Trajano: Vamos focar na integração dos negócios, fizemos 20 aquisições recentemente e estamos mais focados em integrar isso agora. A KaBuM, por exemplo: temos uma perspectiva excepcional pra esse universo “gamer”, e a KaBuM vai entrar em outros segmentos também, e não só a venda de hardware. Nós vamos ter os nossos próprios jogos. Na categoria de mercado [alimentos], estamos trazendo parceiros novos para o marketplaces por meio da VipCommerce. Ela ajuda esses varejos a vender diretamente a seus clientes. Estamos em fase de teste com 10 lojas em Belo Horizonte, São Paulo e Campinas. Há 300 clientes da Vip em 280 cidades e a ideia é que eles entrem em nossa plataforma.

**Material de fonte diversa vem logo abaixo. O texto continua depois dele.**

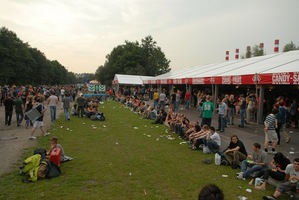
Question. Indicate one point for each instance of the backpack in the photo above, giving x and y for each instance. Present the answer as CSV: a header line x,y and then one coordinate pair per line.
x,y
100,116
41,152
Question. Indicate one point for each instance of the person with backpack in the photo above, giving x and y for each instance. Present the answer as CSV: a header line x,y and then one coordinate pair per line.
x,y
39,121
281,122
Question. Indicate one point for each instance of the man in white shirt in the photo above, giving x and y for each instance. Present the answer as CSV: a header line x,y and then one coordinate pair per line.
x,y
213,141
52,102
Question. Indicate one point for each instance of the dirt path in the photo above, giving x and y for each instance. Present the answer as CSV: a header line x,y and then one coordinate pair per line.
x,y
13,139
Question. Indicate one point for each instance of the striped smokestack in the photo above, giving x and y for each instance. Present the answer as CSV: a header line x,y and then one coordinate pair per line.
x,y
237,54
276,46
227,55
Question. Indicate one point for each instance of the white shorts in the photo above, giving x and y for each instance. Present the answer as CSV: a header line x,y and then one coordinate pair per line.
x,y
271,135
38,124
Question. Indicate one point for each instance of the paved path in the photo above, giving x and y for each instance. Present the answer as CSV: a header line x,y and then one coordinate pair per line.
x,y
250,134
13,140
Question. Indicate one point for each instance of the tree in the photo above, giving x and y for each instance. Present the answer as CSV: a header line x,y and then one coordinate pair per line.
x,y
290,47
132,58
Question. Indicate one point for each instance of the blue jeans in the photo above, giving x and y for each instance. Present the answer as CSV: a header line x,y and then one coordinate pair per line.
x,y
187,103
53,113
242,116
66,114
231,116
213,146
252,168
221,122
19,117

Valor: Então vocês não pretendem comprar uma operação de alimentos grande?
Trajano: A gente acredita que negócios com tíquete baixo, como alimentos, têm que ter entrega local, têm que ser feitos pelo varejo local. Claro que eu não digo que nunca vai ocorrer [uma aquisição maior no segmento alimentar]. Mas o que quero deixar claro é que há esse esforço da empresa em trazer o varejo local para dentro da empresa. Há milhões e milhões de negócios analógicos que não vendem on-line. Para mim, isso vai ser um dos grandes motores de crescimento. Nessa linha, estamos montando um projeto que chamamos de caravana digital.
Valor: O que é a caravana?
Trajano: Nós vamos rodar centenas de cidades a partir de maio e já começamos com o piloto em março. Já fizemos esse mapeamento, que ainda vamos divulgar. Será uma caravana com a presença de minha mãe, junto com nossa equipe e todo o ecossistema de negócios do Magalu. Vamos atrás de novos “sellers” que querem vender no Magalu, no KaBum, na Netshoes, e esse vendedor vai ser avaliado e credenciado e ter acesso a nosso ecossistema. Vamos passar dias nas cidades trabalhando nisso, dentro dessa ideia de digitalizar todas as cidades por onde a gente passa. Eu vou entrar nessa, também estarei nas visitas. Nós acreditamos que nosso forte é o nosso calor humano e ficamos dois anos falando no on-line, mas nós temos isso de gastar sola de sapato e de barriga no balcão.